In fact, provisions and write-offs were 72% lower in the June quarter compared with a year ago, and that has helped boost profits. But profits were higher by 57% at the operating level, which means that although lower provisions boosted profits, they were by no means the whole story.
Other reasons for the big annual rise in profits include lower operating expenses because bonus payments were accounted for in the March quarter instead of in the first quarter of the fiscal year, as used to be the practice. Also, higher non-interest income has contributed to profits.
The company’s stock has benefited in the recent rally in interest-rate sensitive stocks, especially after its results. The stock hasn’t fallen as much as HDFC has from its January highs. With the company raising interest rates in July and with 94% of its loans on a floating-rate basis, it should boost profits in the second quarter.

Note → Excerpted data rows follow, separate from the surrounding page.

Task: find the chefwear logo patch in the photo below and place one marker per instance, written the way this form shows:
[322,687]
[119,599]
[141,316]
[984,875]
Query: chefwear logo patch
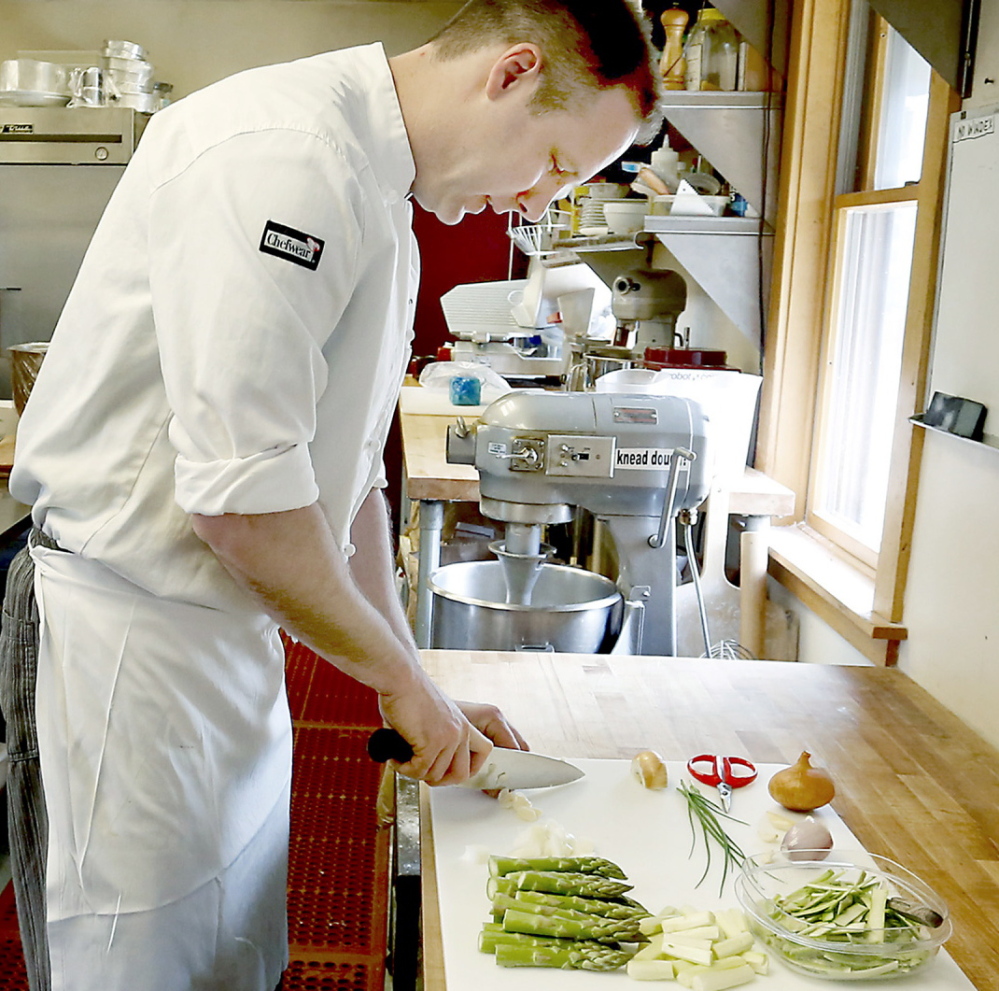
[294,246]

LIC Housing Finance has been able to improve its interest spread in the June quarter compared with the previous three months. If this rise is maintained, it will cushion the adverse impact of slower volume growth, when demand slows due to higher interest rates.
Dreary outlook for Ashok Leyland in medium term
India’s second biggest maker of commercial vehicles, Ashok Leyland Ltd, did better than its larger competitor, Tata Motors Ltd, in the June quarter.
While both firms reported a rise of about 15% in revenues and a 2-3% drop in operating profit, Tata Motors’ profit was boosted by a change in accounting policy relating to provisions for doubtful receivables. But for this change, profit would have fallen by 12.2% on an annual basis, and in that light, Leyland’s 2.3% drop in profit seems unremarkable.
The company’s revenue growth was almost entirely driven by price increases in the past year. Volumes were practically flat. However, there was an increase in the sales of engines and spare parts. But the price hikes were not enough to offset the increase in raw material costs, evident from the fact that operating profit growth was lower than growth in volumes. Profit per vehicle fell by 3.7%, while volumes rose by only about 1.4%.
Last quarter’s performance was also marred by large mark-to-market losses on the company’s foreign currency loans. After accounting for them, net profit fell by as much as 42%. Much of this is notional, and with the rupee now rising by more than 2% from end-June, the company could even post some gains in the September quarter.
The auto maker’s plans to double its capacity in two phases by fiscal year March 2010 could hamper earnings considerably in the medium term. The large capex comes at a time when interest rates are rising. Financial costs coupled with higher depreciation charges will eat into the already depressed profit.
Not only do high interest rates affect the company’s profitability because of a higher financial burden, it also impacts demand for its products, already evident in sluggish sales of its commercial vehicles.
So far this year, even volumes of the typically robust passenger buses have been stagnant. Even once the new capacity comes up, it’ll be a while before it will be optimally utilized. Given this backdrop, it’s fair to say that investors can expect unexciting numbers from the firm in the medium term.